I get emails from Thrillist, which is a BuzzFeed-esque website.  Their headlines vary from such things as Best Bar Food in San Francisco, and 29 Reasons I Skipped Your Dating Profile, to The Rituals of Orthodox Jewish Sexuality.  Amongst the frivolous topics, they also have health topics.  And some of them are quite informative.

I came across one recently entitled, Why It’s Virtually Impossible for Most of America to Eat Healthy:

The gist is that there are large, powerful food corporations that are doing everything they can to keep themselves rich, and don’t give a damn about your health.  It’s a summary of an article recently written by Michael Pollan in the New York Times.

For those who aren’t familiar, Michael Pollan is a well-known food writer.  Someone got me a copy of his book, Food Rules.  The one I have is the updated illustrated version, which is fun.  He has simple, yet valuable rules.  Things like, “Don’t eat anything your grandmother wouldn’t recognize as food.”  He’s not Paleo by any means, but he is basically advising people to eat real food, which is something that anyone living a Paleo lifestyle would agree with.

Michael Pollan’s article can be found here:

While longer than the Thrillist summary article, Michael Pollan’s article is well worth reading.  He goes into detail about the food corporations, lumped into what he calls Big Food, and why they are so powerful.  And why despite both Barack and Michelle Obama’s attempts to stand up to Big Food, they were unsuccessful.

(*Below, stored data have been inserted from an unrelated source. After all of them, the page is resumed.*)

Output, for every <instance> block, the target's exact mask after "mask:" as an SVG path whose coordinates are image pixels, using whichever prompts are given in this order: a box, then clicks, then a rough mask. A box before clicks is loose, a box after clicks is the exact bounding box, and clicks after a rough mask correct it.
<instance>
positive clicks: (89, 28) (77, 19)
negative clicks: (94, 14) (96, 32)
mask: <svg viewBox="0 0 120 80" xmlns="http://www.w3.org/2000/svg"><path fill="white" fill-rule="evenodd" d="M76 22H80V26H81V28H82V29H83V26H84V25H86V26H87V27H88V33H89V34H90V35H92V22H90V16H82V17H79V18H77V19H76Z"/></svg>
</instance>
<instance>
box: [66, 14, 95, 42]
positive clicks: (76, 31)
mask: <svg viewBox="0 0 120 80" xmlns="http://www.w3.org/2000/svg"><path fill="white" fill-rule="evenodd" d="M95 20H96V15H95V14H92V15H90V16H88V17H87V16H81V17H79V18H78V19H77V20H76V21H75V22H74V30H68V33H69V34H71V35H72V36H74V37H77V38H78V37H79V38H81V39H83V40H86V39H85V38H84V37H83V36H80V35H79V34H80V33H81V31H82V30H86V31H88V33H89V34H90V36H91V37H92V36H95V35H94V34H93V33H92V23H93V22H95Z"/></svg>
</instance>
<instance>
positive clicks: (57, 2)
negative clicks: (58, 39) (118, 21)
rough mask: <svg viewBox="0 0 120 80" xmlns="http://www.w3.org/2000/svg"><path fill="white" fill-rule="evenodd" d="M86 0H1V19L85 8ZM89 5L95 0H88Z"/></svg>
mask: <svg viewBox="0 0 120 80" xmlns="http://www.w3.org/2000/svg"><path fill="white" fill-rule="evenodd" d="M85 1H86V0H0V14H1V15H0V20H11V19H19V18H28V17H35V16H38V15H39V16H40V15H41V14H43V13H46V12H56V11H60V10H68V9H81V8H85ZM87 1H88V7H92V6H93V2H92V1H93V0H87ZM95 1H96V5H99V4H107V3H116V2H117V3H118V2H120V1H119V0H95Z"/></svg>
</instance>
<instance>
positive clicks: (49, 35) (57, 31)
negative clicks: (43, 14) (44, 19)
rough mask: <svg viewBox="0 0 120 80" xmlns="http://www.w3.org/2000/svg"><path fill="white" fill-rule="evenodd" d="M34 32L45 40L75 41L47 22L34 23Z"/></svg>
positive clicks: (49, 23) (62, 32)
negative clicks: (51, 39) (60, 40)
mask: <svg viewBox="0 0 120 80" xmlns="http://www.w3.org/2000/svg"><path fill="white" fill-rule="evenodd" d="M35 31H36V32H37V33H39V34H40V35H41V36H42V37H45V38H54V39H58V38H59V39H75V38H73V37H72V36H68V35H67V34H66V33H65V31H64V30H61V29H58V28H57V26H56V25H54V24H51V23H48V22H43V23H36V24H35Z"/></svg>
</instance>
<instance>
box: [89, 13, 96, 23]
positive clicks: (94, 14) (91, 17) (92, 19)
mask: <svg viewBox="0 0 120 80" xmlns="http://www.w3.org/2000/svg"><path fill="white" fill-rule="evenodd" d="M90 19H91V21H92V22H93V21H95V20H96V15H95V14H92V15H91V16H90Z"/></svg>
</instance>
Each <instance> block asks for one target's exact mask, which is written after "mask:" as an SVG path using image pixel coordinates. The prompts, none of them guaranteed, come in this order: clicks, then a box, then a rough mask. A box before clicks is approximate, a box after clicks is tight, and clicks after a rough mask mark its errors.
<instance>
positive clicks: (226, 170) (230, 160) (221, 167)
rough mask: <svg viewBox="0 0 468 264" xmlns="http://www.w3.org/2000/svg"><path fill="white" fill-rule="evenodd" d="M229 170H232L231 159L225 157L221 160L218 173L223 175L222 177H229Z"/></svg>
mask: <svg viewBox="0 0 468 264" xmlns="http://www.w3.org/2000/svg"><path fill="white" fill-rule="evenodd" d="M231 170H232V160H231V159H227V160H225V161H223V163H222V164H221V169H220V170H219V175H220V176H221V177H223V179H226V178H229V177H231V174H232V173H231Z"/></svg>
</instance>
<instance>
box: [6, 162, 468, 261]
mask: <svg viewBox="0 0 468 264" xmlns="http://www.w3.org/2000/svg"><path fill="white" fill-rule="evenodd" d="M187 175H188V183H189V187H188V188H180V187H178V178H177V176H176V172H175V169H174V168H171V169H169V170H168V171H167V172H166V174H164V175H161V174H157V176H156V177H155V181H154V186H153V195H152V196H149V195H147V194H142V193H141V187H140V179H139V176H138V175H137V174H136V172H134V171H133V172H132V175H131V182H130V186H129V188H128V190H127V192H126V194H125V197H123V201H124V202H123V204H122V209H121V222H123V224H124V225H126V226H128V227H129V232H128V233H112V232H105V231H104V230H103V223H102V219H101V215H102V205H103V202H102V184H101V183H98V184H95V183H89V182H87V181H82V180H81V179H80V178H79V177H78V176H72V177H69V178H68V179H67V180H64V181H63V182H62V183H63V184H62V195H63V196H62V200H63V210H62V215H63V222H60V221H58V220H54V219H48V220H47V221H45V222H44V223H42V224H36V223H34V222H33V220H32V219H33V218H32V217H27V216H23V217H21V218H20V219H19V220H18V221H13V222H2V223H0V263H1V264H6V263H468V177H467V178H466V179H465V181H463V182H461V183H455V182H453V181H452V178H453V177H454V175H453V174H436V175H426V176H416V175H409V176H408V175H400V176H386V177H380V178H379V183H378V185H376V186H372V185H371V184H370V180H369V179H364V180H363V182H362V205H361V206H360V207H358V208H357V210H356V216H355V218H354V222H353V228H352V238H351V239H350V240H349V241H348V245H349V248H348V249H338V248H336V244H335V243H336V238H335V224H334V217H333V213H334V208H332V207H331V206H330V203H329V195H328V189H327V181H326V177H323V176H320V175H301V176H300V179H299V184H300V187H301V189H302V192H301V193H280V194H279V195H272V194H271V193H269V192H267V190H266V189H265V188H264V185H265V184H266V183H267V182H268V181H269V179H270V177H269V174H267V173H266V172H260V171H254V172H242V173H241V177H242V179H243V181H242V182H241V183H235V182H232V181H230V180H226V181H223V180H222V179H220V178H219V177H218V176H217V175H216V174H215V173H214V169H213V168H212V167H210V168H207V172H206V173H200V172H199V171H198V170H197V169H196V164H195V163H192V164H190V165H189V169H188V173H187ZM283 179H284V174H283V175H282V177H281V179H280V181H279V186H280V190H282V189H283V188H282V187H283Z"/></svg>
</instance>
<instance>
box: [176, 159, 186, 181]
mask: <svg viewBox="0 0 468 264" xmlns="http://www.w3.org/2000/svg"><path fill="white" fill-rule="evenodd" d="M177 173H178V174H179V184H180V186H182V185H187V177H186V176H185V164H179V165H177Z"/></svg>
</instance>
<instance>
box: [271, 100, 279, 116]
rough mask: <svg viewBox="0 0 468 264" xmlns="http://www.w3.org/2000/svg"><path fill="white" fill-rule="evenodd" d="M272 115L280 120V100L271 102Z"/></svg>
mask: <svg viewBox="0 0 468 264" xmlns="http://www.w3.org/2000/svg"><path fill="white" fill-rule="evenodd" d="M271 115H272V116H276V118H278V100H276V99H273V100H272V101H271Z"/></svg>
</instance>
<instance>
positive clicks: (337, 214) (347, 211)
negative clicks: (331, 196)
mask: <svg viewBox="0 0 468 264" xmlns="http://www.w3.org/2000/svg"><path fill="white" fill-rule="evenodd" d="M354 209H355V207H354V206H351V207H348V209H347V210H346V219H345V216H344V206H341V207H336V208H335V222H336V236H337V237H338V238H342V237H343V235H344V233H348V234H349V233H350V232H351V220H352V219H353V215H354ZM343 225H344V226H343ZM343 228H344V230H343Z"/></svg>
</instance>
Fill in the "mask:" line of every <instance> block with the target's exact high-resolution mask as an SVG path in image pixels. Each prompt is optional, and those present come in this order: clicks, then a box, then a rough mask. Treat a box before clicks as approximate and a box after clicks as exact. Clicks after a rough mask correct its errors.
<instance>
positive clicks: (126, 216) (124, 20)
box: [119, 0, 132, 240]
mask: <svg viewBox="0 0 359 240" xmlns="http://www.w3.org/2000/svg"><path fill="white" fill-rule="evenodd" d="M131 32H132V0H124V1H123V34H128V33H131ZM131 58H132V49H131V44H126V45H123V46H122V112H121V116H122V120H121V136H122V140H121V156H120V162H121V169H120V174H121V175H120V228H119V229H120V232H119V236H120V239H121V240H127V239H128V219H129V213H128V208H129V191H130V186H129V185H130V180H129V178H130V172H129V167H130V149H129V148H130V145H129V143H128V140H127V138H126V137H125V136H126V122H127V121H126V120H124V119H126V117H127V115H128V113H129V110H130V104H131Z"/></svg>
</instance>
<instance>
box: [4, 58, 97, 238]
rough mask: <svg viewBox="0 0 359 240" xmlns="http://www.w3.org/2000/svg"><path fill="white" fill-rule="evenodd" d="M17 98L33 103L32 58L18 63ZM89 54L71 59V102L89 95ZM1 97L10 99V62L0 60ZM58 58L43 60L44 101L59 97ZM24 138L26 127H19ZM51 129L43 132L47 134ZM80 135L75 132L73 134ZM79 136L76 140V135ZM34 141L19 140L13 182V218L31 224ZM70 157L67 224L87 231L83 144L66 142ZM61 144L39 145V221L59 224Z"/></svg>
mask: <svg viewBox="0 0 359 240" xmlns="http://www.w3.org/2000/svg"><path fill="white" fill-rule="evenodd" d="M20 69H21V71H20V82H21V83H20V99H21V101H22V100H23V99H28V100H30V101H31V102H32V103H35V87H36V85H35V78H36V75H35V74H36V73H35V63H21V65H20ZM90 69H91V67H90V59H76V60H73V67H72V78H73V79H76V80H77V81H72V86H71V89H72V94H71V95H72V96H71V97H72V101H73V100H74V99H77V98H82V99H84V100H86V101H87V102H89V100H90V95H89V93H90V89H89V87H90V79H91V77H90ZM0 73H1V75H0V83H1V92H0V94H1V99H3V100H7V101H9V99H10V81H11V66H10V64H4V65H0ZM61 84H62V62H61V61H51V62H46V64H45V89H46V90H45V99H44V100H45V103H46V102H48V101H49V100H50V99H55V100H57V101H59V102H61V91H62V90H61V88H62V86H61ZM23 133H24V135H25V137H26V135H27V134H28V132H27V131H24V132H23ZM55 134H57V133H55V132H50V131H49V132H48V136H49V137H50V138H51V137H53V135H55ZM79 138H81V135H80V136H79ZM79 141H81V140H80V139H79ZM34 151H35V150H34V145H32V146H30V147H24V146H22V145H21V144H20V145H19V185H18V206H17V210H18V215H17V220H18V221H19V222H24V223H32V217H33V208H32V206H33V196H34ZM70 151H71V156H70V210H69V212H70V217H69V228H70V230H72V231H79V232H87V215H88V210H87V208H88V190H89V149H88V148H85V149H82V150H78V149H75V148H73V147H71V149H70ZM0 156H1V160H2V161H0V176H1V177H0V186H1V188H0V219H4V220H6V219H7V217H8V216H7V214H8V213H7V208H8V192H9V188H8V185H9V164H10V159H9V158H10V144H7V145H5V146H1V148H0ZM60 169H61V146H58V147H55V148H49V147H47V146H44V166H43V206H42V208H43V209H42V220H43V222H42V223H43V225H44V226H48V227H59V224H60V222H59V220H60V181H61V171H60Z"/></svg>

It’s frightening and infuriating that these large corporations have such a stronghold on the food industry.  So much so that the Obamas could barely make a dent.  And as a result, the average American goes on eating their processed food and meat full of antibiotics.  And our children keep eating tons of sugar.  It’s unfair that my son was born to parents who are educated about what they eat.  And have the means to afford organic fruits and vegetables, and pasture-raised meat.  Most children in America (and the world) aren’t afforded that luxury.  And so continues the cycle of obesity and diabetes.

The silver lining, according to Michael Pollan’s article, is the Little Food movement as he calls it.  Consumers like me, and presumably those of you reading this blog, are becoming more aware of what we are eating.  And as a result, we will begin to push the food companies to start making changes: clearer labeling, and moving towards healthier products.  It will be a slow process, and the power of Big Food is not going away anytime soon.  But it’s nice to know that we can perhaps make a difference.  Even if it’s just convincing friends and family to think more about what they are putting in their bodies, and in my case educating my patients.  And of course, based on how we choose to spend our money.